When Steve Clarke took over as manager of West Bromwich Albion last month after 10 years as an assistant at Newcastle United, Chelsea, West Ham United and Liverpool, he became the 18th former Chelsea player of the Premier League era to manage at League or international level.
He joins former team-mates Roberto Di Matteo of Chelsea and Mark Hughes of Queens Park Rangers in charge of Premier League clubs, Di Matteo having earned the right to have the word "interim" removed from his title by delivering the club's first Champions' League trophy. And while the Italian plots a repeat of the feat, his erstwhile midfield partner Didier Deschamps is considering an offer to take over as the France coach.
Many owners are mesmerised by the prospect of having big-name former players as managers, but that alone does not explain the relative dominance of the Chelsea old boys. Di Matteo was at a loss when asked last week, but his former teammate Gustavo Poyet, now managing Brighton & Hove Albion after being assistant manager at Leeds United and Tottenham Hotspur, has a theory that explains the particular success in coaching of the 1999-2000 team that won the FA Cup under the managership of Gianluca Vialli.
"A lot of foreigners together in a different country, always talking about football," Poyet said. "When you move to a new country and there are a few of you together, either single or with just your immediate family, you need that support. And we were strong characters, most of us, already quite experienced in different leagues, so that knowledge was there to share with each other.
"I think that was also why we were so successful as a team, because we sorted out problems between ourselves, not only with the formation and instructions that the manager gave you. We made so many decisions on the pitch that it is showing in the level people are coaching. And not only as managers – I played with four goalkeepers at Chelsea. Carlo Cudicini is still playing but the other three are goalkeeping coaches.
"The only other [similar] situation I can think of is at Manchester United, with Steve Bruce, Bryan Robson, Paul Ince and Mark Hughes – more or less the same type of group and mentality. Strong, experienced, and they learned a lot from Sir Alex Ferguson. Of course they had only one manager where we had a few, so maybe their influence was more focused on what Sir Alex did."
Before Poyet's time in England, West Ham produced a crop of influential League managers including Malcolm Allison, Dave Sexton, Frank O'Farrell, Noel Cantwell and John Bond. They used to talk football after training at Cassettari's Cafe near the Boleyn Ground, using salt cellars and pepper pots to demonstrate formations.

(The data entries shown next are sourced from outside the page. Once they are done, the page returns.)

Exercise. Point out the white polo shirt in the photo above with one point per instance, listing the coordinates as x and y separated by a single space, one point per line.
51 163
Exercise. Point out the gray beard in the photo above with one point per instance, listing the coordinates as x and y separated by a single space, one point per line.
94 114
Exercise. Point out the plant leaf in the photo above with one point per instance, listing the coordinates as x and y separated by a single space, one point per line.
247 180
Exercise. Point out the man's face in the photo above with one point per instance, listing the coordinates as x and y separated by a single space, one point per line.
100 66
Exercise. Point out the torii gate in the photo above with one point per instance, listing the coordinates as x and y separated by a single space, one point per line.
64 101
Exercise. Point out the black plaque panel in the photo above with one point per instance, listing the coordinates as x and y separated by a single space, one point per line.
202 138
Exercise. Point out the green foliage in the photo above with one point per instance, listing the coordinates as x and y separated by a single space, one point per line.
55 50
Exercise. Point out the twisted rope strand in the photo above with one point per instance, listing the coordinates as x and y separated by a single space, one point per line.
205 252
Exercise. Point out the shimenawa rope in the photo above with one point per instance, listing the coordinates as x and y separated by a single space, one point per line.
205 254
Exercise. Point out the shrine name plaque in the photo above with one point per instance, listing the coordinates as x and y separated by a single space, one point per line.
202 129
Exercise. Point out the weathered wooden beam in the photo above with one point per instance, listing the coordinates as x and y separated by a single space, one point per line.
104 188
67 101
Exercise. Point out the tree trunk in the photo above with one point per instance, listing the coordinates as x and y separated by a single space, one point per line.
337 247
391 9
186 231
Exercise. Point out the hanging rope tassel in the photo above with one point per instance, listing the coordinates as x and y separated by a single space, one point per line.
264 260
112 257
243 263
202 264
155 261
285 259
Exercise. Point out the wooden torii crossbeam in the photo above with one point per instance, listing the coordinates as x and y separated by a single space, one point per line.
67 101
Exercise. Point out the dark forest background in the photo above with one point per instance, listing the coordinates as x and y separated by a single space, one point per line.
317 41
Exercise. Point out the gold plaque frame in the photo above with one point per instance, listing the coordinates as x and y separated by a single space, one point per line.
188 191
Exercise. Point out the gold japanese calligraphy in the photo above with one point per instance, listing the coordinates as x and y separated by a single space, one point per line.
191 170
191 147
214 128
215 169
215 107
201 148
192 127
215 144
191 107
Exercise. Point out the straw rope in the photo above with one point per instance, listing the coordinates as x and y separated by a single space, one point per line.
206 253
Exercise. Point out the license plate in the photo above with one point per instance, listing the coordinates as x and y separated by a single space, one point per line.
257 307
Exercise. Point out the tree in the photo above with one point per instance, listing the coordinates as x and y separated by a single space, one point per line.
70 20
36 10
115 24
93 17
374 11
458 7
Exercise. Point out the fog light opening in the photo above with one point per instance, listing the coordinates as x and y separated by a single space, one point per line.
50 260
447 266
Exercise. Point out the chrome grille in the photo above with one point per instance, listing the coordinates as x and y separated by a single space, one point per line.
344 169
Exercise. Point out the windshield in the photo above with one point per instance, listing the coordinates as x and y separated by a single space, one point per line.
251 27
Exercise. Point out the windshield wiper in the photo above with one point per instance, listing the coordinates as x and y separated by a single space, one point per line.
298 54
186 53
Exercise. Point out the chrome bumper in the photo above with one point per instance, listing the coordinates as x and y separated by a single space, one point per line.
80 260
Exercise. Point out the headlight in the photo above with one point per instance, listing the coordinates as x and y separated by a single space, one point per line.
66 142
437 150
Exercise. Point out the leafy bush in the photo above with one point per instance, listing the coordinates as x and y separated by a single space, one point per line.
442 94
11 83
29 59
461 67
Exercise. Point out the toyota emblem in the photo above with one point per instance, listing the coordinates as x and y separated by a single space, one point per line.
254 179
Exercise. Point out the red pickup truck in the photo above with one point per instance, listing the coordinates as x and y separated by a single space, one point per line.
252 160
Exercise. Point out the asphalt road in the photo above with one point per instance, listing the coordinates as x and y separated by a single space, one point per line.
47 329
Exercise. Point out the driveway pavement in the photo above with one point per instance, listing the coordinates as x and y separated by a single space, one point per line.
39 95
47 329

You imagine that the Chelsea players of 2000 would have gathered at a wine bar, using bowls of olives or bottles of balsamic vinegar, but the reality is much less glamorous.
"The place we went to the most was the masseur's room at the [old] training ground at Harlington," Poyet said. "In the morning, an hour or an hour and a half before training, the main group was always there, talking about football situations or problems or fixtures. We would sit around the table that someone was having a massage on.
"The masseur was Terry Byrne, who became David Beckham's personal assistant after the problems he had in Spain with [Rebecca Loos]. It wasn't a spectacular room, but it was one of the best rooms I've ever been in in football."
Poyet had not realised that he was in a finishing school for managers until Vialli was promoted from the ranks to replace Ruud Gullit in February 1998. "He was sitting next to me in the dressing room and then the next day he was my manager. I thought: 'Wait a moment, this can happen to me as well if I want it'. So I started to pay closer attention to decisions, training sessions, tactics, fitness, getting ready to think about things a player doesn't."
Poyet is pleased that his friend Di Matteo was the first manager to bring the Champions' League trophy to the Fulham Road. "So many managers tried to achieve that trophy that was so important to the club, they won the [FA] Cup or the Double, [Jose] Mourinho, [Carlo] Ancelotti, but Robbie did it in three months. I'd been saying: 'We are managing everywhere, come on – give it to one of us'. I'm delighted that Abramovich made the decision to give the opportunity to Robbie, and I'm happy now that it has been confirmed."
And Clarke, finally a No 1? "Knowing Steve very well, and having done what he has done, although for a shorter period of time, he will be more ready now, things will be a hundred times clearer than they were five years ago.
"He's been an assistant to foreign and British managers, and he will take all that and use his own personality and way of seeing football. He's ready to be a successful manager and I'm looking forward to seeing his team playing and being Clarkie's team, which is great."